1968’de Quiemada’da (Kanlı İsyan) Kolombiyalı siyahi figüranların az ücret aldıklarını, kötü yemekler yediklerini farkedince Marlon seti terketmişti. Bu konuda anlaşma sağlanınca sete geri dönmüştü. Amerikan sinemasının yenileyici, çarpıcı bir kimliği olan Marlon Brando, Hollywood’un hem içinde hem dışındaydı, sisteme karşı duruşunu hiç yitirmedi.
On the Waterfront, 19541954
Kore Savaşı’na katılmadı. Güney’de bir siyahinin linç edilmesini protesto eden dilekçeyi imzaladı diye cadı avında adı kara listeye alındı. Irkçılığa, adaletsizliğe, yoksulluğa, açlığa karşı çıktı, konformizmi hor gördü, düzenli bir aile yaşantısı olmadı, ten rengi değişik olan kadınlarla olmayı yeğledi, birçok kadından çocukları oldu, tek eşliliğe inanmadı.

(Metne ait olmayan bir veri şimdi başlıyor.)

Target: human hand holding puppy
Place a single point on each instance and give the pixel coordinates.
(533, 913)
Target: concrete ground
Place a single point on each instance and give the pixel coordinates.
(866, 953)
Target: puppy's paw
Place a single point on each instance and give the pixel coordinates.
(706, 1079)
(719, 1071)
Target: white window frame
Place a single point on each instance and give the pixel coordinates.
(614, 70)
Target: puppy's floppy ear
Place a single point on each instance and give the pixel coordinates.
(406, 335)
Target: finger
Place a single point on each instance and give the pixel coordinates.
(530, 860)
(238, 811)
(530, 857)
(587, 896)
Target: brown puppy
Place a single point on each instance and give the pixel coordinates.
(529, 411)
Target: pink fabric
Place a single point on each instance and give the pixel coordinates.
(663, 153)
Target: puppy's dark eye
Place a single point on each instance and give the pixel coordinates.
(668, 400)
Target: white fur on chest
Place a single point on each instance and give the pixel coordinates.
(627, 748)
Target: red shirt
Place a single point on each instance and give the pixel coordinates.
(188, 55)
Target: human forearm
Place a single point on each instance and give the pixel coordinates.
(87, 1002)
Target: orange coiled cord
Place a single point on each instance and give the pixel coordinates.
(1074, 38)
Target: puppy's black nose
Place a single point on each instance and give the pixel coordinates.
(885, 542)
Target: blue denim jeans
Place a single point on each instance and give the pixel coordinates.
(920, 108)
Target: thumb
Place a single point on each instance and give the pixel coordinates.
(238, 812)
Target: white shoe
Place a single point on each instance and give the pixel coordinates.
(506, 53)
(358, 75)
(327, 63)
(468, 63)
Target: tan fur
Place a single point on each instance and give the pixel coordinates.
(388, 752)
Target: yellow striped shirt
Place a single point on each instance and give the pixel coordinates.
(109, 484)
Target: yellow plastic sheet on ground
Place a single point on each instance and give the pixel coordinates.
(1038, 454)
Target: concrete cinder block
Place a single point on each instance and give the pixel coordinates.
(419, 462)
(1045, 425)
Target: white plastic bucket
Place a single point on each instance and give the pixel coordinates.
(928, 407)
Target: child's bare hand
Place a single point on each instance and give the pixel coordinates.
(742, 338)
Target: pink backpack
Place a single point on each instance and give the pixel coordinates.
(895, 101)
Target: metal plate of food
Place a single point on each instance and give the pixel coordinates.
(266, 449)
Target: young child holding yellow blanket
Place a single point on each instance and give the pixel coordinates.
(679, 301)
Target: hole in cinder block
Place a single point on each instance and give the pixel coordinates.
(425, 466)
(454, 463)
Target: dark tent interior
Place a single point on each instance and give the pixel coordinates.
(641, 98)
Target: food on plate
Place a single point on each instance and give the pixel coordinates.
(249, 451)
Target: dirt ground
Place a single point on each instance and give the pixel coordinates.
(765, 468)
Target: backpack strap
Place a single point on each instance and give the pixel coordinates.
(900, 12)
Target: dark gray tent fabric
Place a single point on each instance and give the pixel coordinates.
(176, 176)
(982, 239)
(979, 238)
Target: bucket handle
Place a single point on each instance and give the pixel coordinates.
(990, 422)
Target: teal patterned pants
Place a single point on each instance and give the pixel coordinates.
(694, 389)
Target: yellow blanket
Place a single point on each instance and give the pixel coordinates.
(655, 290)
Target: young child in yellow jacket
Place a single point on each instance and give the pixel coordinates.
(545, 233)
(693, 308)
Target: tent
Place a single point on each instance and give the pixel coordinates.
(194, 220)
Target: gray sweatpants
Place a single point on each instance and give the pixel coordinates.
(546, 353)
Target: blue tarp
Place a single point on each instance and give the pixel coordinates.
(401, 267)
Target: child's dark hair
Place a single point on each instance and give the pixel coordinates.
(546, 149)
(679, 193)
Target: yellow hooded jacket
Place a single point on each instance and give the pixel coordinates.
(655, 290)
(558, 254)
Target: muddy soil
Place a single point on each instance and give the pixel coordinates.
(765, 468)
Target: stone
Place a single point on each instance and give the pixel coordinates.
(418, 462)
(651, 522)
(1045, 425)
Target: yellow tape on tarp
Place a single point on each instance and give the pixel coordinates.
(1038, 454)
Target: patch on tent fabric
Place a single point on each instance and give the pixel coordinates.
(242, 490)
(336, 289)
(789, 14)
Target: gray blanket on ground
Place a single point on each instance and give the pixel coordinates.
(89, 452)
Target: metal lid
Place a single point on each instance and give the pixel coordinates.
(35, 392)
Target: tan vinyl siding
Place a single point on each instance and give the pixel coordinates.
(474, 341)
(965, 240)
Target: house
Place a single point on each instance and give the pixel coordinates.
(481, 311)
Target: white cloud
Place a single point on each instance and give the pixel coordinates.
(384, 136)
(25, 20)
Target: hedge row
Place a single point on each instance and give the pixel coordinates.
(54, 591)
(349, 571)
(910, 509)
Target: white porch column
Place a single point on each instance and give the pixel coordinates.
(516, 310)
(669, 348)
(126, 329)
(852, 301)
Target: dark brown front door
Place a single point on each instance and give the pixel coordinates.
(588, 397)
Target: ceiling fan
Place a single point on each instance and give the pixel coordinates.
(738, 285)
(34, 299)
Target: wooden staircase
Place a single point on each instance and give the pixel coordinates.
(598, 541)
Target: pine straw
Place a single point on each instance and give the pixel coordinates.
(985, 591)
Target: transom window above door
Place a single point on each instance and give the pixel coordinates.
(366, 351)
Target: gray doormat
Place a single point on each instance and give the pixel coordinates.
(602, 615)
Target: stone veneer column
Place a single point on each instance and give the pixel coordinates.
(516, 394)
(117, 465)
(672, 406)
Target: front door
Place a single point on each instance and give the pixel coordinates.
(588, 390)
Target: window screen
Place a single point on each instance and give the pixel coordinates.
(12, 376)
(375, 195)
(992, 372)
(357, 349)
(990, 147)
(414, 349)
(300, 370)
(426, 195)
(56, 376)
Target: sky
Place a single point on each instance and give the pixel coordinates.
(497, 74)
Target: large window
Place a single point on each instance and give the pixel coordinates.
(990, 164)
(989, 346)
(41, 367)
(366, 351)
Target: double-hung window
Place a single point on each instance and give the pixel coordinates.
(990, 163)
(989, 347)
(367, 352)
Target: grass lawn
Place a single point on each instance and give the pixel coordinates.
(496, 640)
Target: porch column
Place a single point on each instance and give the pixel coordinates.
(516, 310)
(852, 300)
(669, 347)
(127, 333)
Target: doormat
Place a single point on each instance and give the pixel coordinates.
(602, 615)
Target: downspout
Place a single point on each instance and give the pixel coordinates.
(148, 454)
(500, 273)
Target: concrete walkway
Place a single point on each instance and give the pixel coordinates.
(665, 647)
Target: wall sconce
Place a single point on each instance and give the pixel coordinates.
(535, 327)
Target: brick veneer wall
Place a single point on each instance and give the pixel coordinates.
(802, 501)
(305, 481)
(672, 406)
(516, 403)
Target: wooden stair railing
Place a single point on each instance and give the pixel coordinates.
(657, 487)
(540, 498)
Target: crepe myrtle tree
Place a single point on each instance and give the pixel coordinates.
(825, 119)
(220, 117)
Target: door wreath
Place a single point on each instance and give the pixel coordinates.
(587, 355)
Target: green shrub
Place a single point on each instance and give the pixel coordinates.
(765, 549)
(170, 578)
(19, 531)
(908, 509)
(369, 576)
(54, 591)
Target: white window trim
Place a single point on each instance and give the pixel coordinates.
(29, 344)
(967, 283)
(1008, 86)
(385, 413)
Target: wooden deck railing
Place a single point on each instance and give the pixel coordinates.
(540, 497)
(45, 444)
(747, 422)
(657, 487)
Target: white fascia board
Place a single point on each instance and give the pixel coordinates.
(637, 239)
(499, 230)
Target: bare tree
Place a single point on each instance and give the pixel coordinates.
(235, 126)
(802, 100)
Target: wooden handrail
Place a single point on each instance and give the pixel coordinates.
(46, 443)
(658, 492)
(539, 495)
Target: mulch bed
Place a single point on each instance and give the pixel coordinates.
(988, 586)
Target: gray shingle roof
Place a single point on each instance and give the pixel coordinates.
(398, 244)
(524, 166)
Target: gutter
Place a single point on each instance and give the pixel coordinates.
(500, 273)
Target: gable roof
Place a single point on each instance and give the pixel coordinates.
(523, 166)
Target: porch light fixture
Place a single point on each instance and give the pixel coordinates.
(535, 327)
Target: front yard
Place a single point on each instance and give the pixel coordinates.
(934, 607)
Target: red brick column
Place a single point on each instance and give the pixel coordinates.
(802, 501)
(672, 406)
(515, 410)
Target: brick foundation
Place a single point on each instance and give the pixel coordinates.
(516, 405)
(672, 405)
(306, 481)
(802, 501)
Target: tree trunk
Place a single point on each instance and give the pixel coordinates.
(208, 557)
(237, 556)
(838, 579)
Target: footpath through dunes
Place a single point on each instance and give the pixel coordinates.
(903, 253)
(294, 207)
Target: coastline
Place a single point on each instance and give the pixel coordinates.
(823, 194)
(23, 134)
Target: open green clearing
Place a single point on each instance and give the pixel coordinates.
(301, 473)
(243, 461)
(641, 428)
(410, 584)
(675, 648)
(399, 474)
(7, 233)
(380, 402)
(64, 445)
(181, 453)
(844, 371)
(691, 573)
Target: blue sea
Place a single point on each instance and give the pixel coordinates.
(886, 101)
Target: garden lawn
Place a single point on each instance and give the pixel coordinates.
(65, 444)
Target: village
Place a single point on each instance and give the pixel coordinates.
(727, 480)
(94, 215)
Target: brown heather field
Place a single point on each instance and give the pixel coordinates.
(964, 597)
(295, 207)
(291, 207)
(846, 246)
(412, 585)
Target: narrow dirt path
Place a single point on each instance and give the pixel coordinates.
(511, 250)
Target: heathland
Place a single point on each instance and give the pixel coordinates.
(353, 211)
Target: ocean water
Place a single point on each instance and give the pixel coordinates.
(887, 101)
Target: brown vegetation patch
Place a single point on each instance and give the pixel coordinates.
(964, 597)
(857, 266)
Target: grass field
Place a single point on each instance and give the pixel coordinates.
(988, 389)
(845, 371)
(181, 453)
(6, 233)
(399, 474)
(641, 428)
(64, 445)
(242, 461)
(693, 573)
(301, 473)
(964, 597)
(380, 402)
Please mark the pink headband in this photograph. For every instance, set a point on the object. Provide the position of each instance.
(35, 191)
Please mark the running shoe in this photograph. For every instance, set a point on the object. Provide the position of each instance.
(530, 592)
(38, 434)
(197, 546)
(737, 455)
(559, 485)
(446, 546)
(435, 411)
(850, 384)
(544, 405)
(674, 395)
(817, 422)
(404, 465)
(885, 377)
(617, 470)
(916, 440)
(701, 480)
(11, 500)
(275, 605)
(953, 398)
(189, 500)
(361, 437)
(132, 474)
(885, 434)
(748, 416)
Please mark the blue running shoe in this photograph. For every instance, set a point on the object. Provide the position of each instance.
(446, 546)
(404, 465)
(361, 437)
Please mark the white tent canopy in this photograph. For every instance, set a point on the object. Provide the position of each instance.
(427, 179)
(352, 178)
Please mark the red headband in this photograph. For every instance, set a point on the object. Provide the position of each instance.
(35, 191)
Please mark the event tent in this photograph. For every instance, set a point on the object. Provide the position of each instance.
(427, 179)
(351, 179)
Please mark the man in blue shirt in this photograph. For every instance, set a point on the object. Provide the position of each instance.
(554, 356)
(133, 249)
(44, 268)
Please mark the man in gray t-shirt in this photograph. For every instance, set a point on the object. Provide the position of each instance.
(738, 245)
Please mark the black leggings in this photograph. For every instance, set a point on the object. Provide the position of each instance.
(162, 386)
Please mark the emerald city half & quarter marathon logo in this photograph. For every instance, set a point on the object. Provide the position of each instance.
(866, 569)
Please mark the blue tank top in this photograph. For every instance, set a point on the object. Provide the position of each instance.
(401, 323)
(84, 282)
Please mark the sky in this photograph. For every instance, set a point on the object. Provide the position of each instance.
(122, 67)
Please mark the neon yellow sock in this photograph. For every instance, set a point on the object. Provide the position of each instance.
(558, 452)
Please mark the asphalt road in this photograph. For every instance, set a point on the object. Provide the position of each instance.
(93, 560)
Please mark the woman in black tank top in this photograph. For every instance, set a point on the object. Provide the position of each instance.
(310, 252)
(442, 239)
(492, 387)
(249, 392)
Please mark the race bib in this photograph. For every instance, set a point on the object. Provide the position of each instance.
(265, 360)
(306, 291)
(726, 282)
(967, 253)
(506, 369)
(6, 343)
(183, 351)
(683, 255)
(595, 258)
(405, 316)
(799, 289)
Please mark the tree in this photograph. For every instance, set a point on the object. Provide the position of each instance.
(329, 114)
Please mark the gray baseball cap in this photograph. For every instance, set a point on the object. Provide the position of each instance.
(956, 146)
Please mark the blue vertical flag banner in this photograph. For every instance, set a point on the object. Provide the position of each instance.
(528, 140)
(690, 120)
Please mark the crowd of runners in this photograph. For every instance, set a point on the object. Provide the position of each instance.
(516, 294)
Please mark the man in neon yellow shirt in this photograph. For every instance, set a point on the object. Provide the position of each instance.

Reflections in a Golden Eye, 1967
Amerikan Yerlileri Hareketi’ne gönüllü katıldı, George C.Scott’la birlikte Oscar heykelciğini reddetti, kurduğu yapım şirketiyle ABD’nin iç ve dış politikasını eleştiren filmer çekti, Kızılderilileri ve siyahileri sürekli destekledi.
Quiemada, 1968
Müzikal komediden drama, savaş filminden serüvene dek değişik çalışmalarda oynayan Brando, tiplemeden makyaja dek oyunculuğun gerektirdiği her konuda uzmandı, bir mim ustası, olağanüstü bir taklitçiydi.
Paris’te Son Tango, 1972
Ama bir karakterin salt makyaj, kostüm ve dış etkilerle yaratılmadığını da savunmuştu: Hepimiz içimizde çeşitli duygular barındırırız, işte oyunculuk bu yoğun sarmala dalarak yaratacağınız karaktere en uygun duyguları çekip çıkartabilmektir” diyen Brando maddi açıdan çok şeye sahip olmasına karşın Amerika’nın mutsuz insanlar ülkesini olduğunu irdelemişti:
“Amerika bana karşı cömertti, fakat bu bir lütuf değildi, bu cömertliği alnımın teriyle kazandım. Doğru koşullar olmayıp şansım yaver gitmeseydi belki de dolandırıcılıktan hapsi boylardım. Ya da yüksekokul diploması İstenmeyen bir yerde iş bulacak şansım olur, evlenir, çocuklar yapar, elli beşimde pek çok Amerikalı gibi posası çıkmış olarak kapı dışı edilirdim”.
Apocalypse Now, 1979
Marlon Brando, sinemanın gelmiş geçmiş en büyük mitiydi. Fransız oyuncu Jean Rochefort ondan şöyle söz etmişti:
“O yıldız oyuncular sınıfındandı. Öylesine çağdaş, öylesine zamanının ötesindeydi ki, bu durumu hemen anlaşılamadı. Bizler ona göre çok gecikmeliydik”.